Invero, occorre considerare che: a) la norma di legge si limita a delegare l’organo amministrativo a stabilire il costo economico standardizzato del servizio ed è quest’ultimo ad avere istituito una correlazione tra il costo standard, al quale è commisurato il contributo pubblico, ed il costo del personale; all’opposto, la legge non prevede affatto che il contributo pubblico così come determinato debba essere escluso dalla base imponibile ai fini IRAP; b) nella medesima prospettiva, questa Corte ha già precisato (rispetto ai contributi della Regione Lombardia, ma il principio è chiaramente estensibile alla fattispecie che quiò occupa, ricorrendo la medesima ratio) che neppure rilevano, ai medesimi fini, le indicazioni desumibili dai modelli di calcolo dei costi economici standardizzati per la determinazione dell’ammontare dei contributi: invero, ai fini della loro deducibilità dall’imponibile IRAP non rileva che un determinato costo indeducibile sia astrattamente considerato come costo standard nella formula matematica di determinazione dell’ammontare dei contributi medesimi, non essendo surrogabile la più volte ricordata “specifica previsione, nella legge istitutiva, della correlazione tra il contributo ed un componente negativo indeducibile” (così, ancora, Cass. Sez. 5, 16/05/2012, n. 7671; Cass. Sez. 5, 21/05/2014, n. 11147; sul punto, cfr. anche Cass. sez. VI, 07/10/2015, n. 24581; v. infine, in motivazione, Cass. Sez. 5, 01/03/2007, n. 4838, secondo la quale “certamente deve escludersi che possa darsi rilevanza ad una correlazione che non sia specificamente e immediatamente rilevabile e sia ricavata indirettamente mediante operazioni di proporzionalità tra contributi percepiti e costi – non ammessi in deduzione ai fini IRAP – sopportati”).

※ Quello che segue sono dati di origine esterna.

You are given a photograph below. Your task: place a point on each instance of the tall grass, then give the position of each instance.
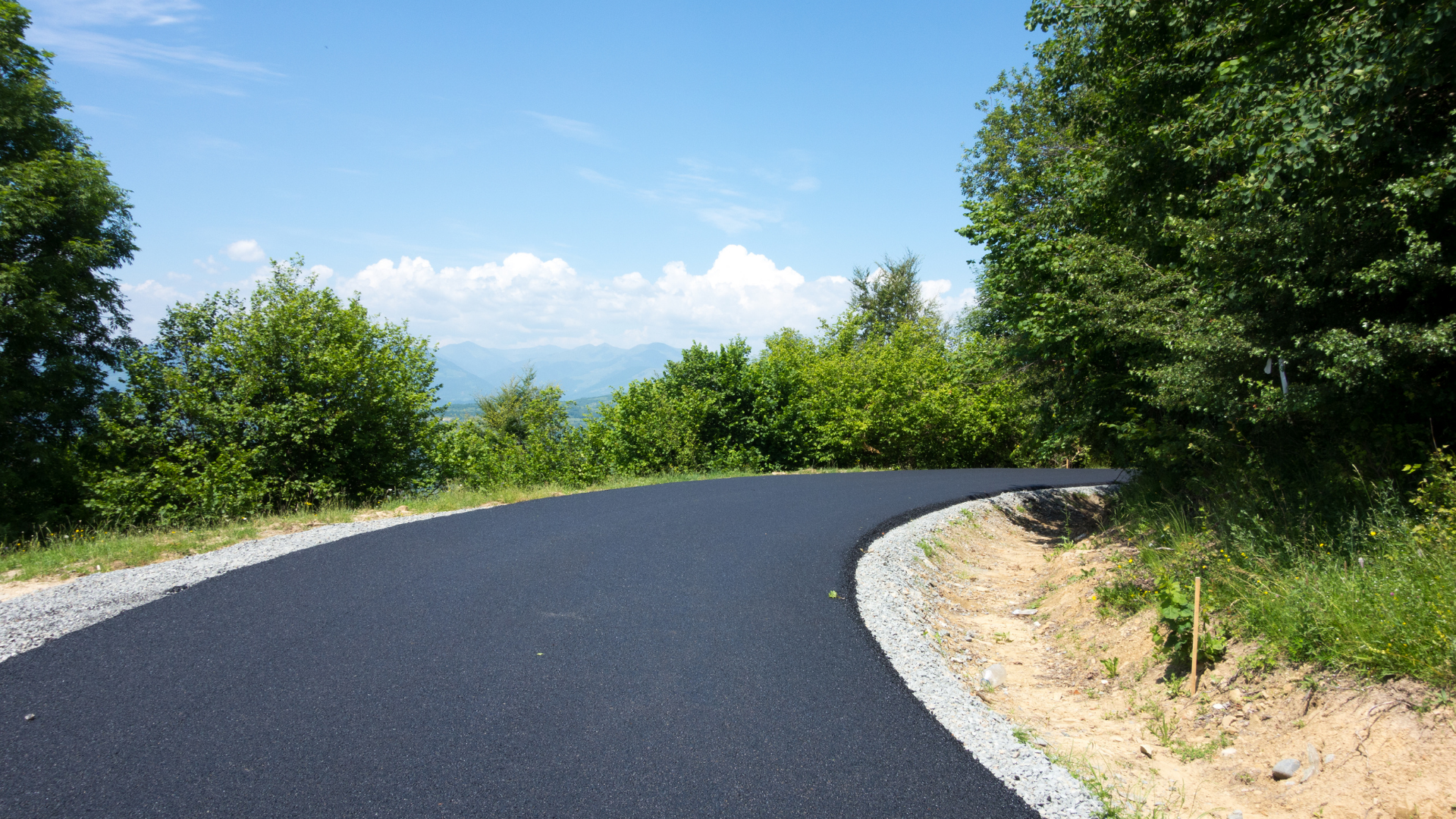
(72, 551)
(1366, 588)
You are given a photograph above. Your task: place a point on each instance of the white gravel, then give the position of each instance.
(896, 604)
(31, 620)
(893, 598)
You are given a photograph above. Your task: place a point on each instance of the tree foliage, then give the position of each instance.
(63, 223)
(1220, 235)
(289, 398)
(889, 295)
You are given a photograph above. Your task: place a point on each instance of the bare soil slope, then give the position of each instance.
(1366, 751)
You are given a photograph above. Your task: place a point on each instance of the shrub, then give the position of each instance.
(289, 398)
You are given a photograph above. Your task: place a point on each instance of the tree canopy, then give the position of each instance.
(1220, 234)
(63, 224)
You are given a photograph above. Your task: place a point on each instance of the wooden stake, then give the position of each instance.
(1197, 588)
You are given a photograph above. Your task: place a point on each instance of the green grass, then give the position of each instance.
(1367, 589)
(1190, 752)
(82, 550)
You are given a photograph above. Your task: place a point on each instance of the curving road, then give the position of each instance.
(664, 651)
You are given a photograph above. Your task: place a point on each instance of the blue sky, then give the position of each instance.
(520, 174)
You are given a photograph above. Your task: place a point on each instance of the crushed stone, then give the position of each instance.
(897, 608)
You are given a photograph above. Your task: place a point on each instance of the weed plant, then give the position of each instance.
(1366, 588)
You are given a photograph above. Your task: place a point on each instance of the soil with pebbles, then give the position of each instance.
(1365, 751)
(60, 607)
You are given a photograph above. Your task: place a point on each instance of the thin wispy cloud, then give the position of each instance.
(702, 190)
(570, 129)
(76, 33)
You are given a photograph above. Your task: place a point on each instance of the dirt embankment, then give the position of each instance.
(1092, 691)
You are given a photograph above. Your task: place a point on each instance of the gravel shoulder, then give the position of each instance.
(1090, 686)
(57, 608)
(897, 605)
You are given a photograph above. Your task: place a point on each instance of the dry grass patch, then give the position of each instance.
(1090, 684)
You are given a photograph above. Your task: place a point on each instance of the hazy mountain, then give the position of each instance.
(466, 369)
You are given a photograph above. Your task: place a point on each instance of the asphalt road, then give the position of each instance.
(663, 651)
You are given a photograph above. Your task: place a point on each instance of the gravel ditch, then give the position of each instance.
(31, 620)
(896, 605)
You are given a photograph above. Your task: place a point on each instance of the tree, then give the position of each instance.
(63, 223)
(889, 295)
(1220, 237)
(507, 413)
(287, 400)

3. In conclusione, dunque, il ricorso è fondato e, non essendo necessari ulteriori accertamenti di fatto, la controversia può senz’altro essere decisa nel merito ex art. 384 c.p.c., comma 2, con il rigetto del ricorso introduttivo della società contribuente. Alla soccombenza segue la condanna della stessa al pagamento, in favore dell’Agenzia delle entrate, delle spese del giudizio, che si liquidano in Euro 13.000,00, oltre spese prenotate a debito. Occorre, infine, dare atto, ai sensi del D.P.R. n. 115 del 2002, art. 13, comma 1-quater, della non sussistenza dei presupposti per il versamento, da parte del ricorrente, dell’ulteriore importo a titolo di contributo unificato pari a quello dovuto per il ricorso, a norma dello stesso art. 13, comma 1 – bis.

P.Q.M.

La Corte accoglie il ricorso e, decidendo nel merito, rigetta il ricorso introduttivo della contribuente. Condanna la stessa al pagamento delle spese del giudizio in favore dell’Agenzia delle entrate, che liquida in Euro 13.000,00, oltre spese prenotate a debito.

Così deciso in Roma, il 27 giugno 2019.